下請負業者編成表を作成する際、一次下請業者の欄から二次以下の下請負業者の欄を実線で結び、契約の流れを明示します。記入項目は以下に示す通りです。表によっては登録基幹技能者の欄がある場合がありますが、この欄への記入は任意です。
工事(①参照)
「型枠」や「鉄筋」など請負った工事の種類を記載します。
会社名(②参照)
会社名は省略せず、その会社の登記された正式な名称を記載します。
一人親方など個人事業主の場合は個人名を記入します。事業者IDにはCCUS(建設キャリアアップシステム)の事業者IDを記入します。
代表者名(③参照)
会社の代表者名、または個人事業主名を記入します。
建設業許可番号(④参照)
「一般」「特定」のいずれかと許可業種の建設業許可番号を記入します。
安全衛生責任者(⑤参照)
現場の安全衛生の状況を把握し、指導をおこなう責任者の氏名を記入します。
特に必要な資格はありませんが、安全衛生責任者教育を受講し、現場に常駐する現場代理人や主任技師、職長などから選任されます。
主任技術者(⑥参照)
施工状況の管理・監督をおこなう主任技術者の氏名を記入します。
建設工事であれば元請業者・下請業者にかかわらず、工程管理や品質管理など技術上の管理をおこなう主任技術者の配置が義務付けられています。主任技術者として選任するには指定国家資格の1・2級を保有しているか、一定期間以上の実務経験が条件となります。なお、工事一件の請負金額が4,000万円(建築一式工事の場合は8,000万円)以上の「公共性のある施設や工作物」と「多数の人が利用する施設や工作物」の場合、主任技術者は対象現場の専任であることが義務付けられています。
専門技術者(担当工事内容)(⑦参照)
請負った工事に附帯工事が含まれる場合、その工事について主任技術者の資格を持つ専門技術者の氏名と担当する工事の内容を記入します。

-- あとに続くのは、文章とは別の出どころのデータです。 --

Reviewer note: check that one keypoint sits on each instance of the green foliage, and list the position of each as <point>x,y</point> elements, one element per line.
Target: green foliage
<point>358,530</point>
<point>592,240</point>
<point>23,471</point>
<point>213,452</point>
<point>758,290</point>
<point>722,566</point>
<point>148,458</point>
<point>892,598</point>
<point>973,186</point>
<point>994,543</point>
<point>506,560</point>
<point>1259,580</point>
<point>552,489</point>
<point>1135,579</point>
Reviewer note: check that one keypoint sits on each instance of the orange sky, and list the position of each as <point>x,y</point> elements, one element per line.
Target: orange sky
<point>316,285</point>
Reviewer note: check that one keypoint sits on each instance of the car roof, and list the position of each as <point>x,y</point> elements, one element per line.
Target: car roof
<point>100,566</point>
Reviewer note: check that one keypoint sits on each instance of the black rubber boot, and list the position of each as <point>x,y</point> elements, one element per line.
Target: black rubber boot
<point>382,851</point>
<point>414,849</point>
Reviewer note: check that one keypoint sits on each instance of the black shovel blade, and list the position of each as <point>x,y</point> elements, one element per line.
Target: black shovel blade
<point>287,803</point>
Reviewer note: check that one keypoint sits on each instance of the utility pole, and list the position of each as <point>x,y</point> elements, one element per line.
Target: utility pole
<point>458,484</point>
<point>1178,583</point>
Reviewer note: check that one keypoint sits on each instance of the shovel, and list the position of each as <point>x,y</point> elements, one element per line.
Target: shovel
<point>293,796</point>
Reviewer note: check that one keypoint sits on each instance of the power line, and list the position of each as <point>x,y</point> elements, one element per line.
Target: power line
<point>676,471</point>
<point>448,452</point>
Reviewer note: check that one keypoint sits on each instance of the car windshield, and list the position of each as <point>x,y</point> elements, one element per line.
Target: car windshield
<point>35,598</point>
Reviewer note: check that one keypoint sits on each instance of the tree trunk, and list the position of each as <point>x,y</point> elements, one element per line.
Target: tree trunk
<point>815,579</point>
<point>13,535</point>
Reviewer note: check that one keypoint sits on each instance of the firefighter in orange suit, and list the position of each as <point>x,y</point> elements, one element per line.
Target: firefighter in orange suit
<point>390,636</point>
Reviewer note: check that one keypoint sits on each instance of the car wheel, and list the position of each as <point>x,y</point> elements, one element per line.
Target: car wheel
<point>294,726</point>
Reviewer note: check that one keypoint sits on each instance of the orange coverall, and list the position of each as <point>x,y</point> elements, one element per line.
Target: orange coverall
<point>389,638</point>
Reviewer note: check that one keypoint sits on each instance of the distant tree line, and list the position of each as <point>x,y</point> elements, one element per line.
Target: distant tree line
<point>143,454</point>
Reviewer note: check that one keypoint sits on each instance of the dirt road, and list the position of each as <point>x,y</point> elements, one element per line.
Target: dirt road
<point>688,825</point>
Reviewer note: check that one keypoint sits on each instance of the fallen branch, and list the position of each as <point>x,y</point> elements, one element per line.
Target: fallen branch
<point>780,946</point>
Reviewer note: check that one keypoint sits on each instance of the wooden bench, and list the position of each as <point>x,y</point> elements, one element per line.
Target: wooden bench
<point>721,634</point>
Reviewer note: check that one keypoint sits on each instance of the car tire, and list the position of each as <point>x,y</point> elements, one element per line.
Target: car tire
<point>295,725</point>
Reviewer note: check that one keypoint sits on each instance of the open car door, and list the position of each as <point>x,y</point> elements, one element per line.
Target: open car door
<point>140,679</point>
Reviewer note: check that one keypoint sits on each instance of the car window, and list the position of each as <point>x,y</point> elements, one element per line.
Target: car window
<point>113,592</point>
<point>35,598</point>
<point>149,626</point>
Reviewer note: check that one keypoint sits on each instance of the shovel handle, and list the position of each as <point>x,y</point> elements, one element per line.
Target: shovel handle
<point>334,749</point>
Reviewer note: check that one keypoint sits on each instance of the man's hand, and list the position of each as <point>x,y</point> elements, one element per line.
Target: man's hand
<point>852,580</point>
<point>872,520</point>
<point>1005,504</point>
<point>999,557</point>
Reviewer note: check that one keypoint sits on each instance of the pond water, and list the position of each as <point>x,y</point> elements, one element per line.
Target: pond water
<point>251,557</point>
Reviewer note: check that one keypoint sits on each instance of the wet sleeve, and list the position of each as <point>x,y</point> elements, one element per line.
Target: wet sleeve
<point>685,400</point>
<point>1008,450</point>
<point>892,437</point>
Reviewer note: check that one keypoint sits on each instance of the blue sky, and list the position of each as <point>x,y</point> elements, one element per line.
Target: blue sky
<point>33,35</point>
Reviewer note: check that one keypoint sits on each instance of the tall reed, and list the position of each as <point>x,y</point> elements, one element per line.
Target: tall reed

元請業者が「一式工事」を施工する場合において、その一式工事に専門工事が含まれるときは、その専門工事に主任技術者の資格を持つ「専門技術者」を配置しなければなりません。この場合と同じく、下請負業者が請負った専門工事に含まれる「附帯工事」にも、専門技術者を配置することが建設業法により義務付けられています。
特定専門工事該当の有無(⑧参照)
特定専門工事とは「下請負代金の合計額が4,000万円未満の型枠工事と鉄筋工事」のことを指し、その「有・無」について〇を付けます。
これは令和3年4月の改訂5版から追加された項目で、令和2年10月に施行された改正建設業法第26条の3「特定専門工事一括管理施工制度」に該当するかどうかをチェックする項目です。
この制度では、元請業者の主任技術者が下請請負業者の施工管理業務を兼ねることが可能で、その場合、下請負業者は主任技術者を置かなくともよいとされています。
つまり特定専門工事が「有」で下記すべての条件を満たしている場合は、下請負業者の主任技術者を置く必要がなく、元請業者の主任技術者が兼務することが可能ということです。
本制度を利用するための条件は以下の通りです。
- 元請業者は工事発注者に書面で承諾を得ておく
- 元請・下請間で書面による合意が必要
- 元請業者の主任技術者が該当する下請負工事の主任技術者としての要件を満たしていること
- 元請業者の主任技術者は専任であること
- 主任技術者を置かない下請負業者が再下請をすることは禁止
工期(⑨参照)
工期の欄には各下請負業者が請負った工事の工期を記入します。工事全体の工期ではありませんので注意してください。
下請負業者編成表は、元請業者が作成する施工体系図のもととなる書類ですので、間違いのないよう正確な記入を心がけましょう。二次以下の下請業者から回収した再下請負通知書(変更届)を参照し、確認しながら記入することをおすすめします。